Because questions as to the value of the limestone, the effect of extraction on the surface, and the intentions of the parties do remain, we conclude that there were genuine issues of material fact contraindicating *503 summary judgment. See, Rule 56.03, Rules of Civil Procedure.[3] Where the language of a writing is ambiguous, "resort may be had to extrinsic evidence, and construction then becomes a question of fact unless such evidence is conclusive." Donnay v. Boulware, 275 Minn. 37, 44, 144 N.W.2d 711, 716 (1966). Since the language of the reservation was ambiguous and the character of the limestone was a question of fact, summary judgment was not appropriate, even though the likelihood of defendants' prevailing upon trial may not be overwhelming. See, Donnay v. Boulware, supra; Whisler v. Findeisen, 280 Minn. 454, 160 N.W.2d 153 (1968).

Reversed and remanded.

NOTES

[1] We note that the legislature has recently adopted legislation recognizing mineral interests owned separately from the surface as a distinct entity for purposes of real estate taxation, Minn.St. 272.039; imposing taxes thereon, §§ 272.04 and 273.13, subd. 2a; requiring filing of mineral interest, § 93.52; and providing for forfeiture to the state for failure to file, § 93.55. Interests owned on or before December 31, 1973, must be filed before January 1, 1975, to avoid forfeiture. § 93.55. As plaintiffs note, no real estate taxes have yet been assessed or paid on the alleged mineral rights in this case.

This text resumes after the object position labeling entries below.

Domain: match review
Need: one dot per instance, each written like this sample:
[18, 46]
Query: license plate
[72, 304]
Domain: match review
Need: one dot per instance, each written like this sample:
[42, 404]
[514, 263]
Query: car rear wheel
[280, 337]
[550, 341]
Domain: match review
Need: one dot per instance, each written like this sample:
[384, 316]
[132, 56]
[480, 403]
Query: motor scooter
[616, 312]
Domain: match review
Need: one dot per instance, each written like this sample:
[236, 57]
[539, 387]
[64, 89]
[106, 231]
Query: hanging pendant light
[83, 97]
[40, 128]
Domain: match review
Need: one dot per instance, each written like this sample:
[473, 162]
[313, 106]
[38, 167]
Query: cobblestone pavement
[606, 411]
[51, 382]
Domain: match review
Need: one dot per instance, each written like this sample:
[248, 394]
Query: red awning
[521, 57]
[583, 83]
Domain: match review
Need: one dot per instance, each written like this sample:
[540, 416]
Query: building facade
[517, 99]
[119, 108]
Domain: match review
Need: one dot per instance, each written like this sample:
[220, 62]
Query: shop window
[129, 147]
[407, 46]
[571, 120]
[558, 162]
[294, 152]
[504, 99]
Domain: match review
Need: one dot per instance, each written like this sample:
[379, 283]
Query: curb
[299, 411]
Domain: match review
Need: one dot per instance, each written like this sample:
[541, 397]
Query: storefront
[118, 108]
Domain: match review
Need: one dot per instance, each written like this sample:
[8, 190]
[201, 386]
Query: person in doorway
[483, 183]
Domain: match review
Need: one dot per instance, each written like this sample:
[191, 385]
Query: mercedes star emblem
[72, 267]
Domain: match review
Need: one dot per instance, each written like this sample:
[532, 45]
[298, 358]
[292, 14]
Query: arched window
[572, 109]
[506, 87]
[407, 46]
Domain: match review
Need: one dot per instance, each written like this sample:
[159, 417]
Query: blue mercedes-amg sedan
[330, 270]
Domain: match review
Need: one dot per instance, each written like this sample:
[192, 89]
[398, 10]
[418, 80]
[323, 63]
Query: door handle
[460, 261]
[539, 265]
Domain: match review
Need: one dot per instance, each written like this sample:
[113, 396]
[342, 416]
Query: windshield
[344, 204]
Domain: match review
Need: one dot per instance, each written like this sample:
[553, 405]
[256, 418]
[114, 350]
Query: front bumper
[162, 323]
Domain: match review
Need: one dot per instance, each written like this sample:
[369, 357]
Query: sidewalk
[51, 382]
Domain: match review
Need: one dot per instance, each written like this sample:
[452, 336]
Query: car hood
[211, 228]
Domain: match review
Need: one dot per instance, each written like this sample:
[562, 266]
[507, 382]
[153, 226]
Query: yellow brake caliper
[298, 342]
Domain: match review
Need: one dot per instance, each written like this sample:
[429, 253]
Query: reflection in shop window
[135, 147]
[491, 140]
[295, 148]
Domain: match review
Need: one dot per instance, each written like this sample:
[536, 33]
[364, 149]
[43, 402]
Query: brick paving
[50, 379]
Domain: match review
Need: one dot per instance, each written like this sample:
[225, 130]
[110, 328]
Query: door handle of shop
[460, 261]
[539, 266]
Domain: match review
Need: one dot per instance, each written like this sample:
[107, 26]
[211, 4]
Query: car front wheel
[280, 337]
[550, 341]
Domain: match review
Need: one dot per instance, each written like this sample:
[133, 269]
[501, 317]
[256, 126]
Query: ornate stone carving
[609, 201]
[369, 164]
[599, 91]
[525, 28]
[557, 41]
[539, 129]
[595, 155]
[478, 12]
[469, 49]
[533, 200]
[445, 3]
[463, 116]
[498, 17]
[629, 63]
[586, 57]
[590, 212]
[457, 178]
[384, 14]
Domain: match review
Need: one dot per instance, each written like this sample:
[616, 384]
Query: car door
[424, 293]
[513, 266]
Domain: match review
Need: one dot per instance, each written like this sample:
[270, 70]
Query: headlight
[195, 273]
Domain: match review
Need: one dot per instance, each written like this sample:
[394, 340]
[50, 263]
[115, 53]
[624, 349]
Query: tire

[2] In discussing whether such materials as sand, clay, and gravel are to be considered minerals, the author of the Annotation, 95 A.L.R.2d 843, also noted the exceptions that may swallow any general rule in attempting to classify such materials (95 A.L.R.2d 846): "* * * [M]ost of the cases have stated the principle that the term `minerals,' as used in real-property instruments, includes clay, sand, or gravel, unless a contrary intention or an ambiguity is manifested by the language of the instrument as a whole. There are, however, important considerations which cause exceptions to this general rule. Among them are that materials which possess no exceptional characteristics or value which distinguish them from the surrounding soil are not likely to be recognized as `minerals' in the sense of such conveyances; that materials which form part of the surface are also not legally recognizable as minerals, nor are those which cannot be obtained without a destruction of the surface, in the absence of extremely clear indication that they are to be so recognized and that the usual considerations of avoiding damage to the surface estate are to be deliberately disregarded; and that in determining whether or not a substance is to be considered to be a `mineral' conveyed or reserved, the surrounding circumstances of local custom and usage are to be observed, thus in many cases restricting any broad interpretation of the general rule that all mineral substances below the surface are `minerals.'"

[3] The relevant standard on rendering summary judgment established by Rule 56.03 provides: "Judgment shall be rendered forthwith if the pleadings, depositions, answers to interrogatories, and admissions on file, together with the affidavits, if any, show that there is no genuine issue as to any material fact and that either party is entitled to a judgment as a matter of law."